I see him as an exploitative, opportunistic empire builder, not as being incredibly dedicated. I believe his motivation has more to do with an egomaniacal need for power and prestige, than with a love of and a dedication to folk and traditional music. But that is my opinion, and I would not attempt to persuade others to share it. People are entitled to decide for themselves what they think about the person writing the editorial.

That said, my concern is with the editorial itself. I don't think a young musician reading it would read between the lines, as it seems to me you are suggesting we do, in order to understand what IA meant by it. Young musicians and music fans without the long personal history you and some others in the UK have with IA, likely won't read into to Ian's words the message that you have. In my mind, there is a generational perspective that I think you might be missing here.

I have just gone back and read it again. I still see it as a direct attack on young musicians, on the younger generation itself, because those are the words as they stand on the page (or screen in this case!). Ian often back peddles to exonerate himself once enough of the "right" people admonish him for his mistakes. He engages in these sorts of abusive attacks on a specific group of people (like the Americans in uk.music.folk, for instance) when he thinks he can get away with it. He has always seemed to me to be a bigot, not a man who is just expressing his views and visions for folk music.

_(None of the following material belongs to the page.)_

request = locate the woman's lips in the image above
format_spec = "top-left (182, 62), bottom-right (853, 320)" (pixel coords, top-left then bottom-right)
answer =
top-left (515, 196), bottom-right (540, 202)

Ian has long been a proponent of the nationalist folk worldview. Not all lovers of folk and traditional music come to the music from that perspective, particularly Americans. I realize many in the UK folk scene view music through the nationalist lens of English, Welsh, Scottish, and Irish roots (and will argue incessantly over which nation's music a particular song or tune "belongs" to). It seems to me that when they do, regardless of their nationality, that they have certain intolerances and prejudices which come along with that ideology. Because Ian dresses it up in words like "innovation" and claims to be multi-ethnic, doesn't change the fact that he believes he should be able to make over the folk world in the imperial image he holds for it. Considering the history between the British empire and many of the cultures Ian exploits in the name of "world" music and "innovation" some of us see his "dedication" no differently than we now view the British anthropologists, folklorists, and antiquarians of old. As exploiters of other cultures, not saviors.

Which is, I suppose, why Ian remains so popular in the UK, and so irrelevant in the US.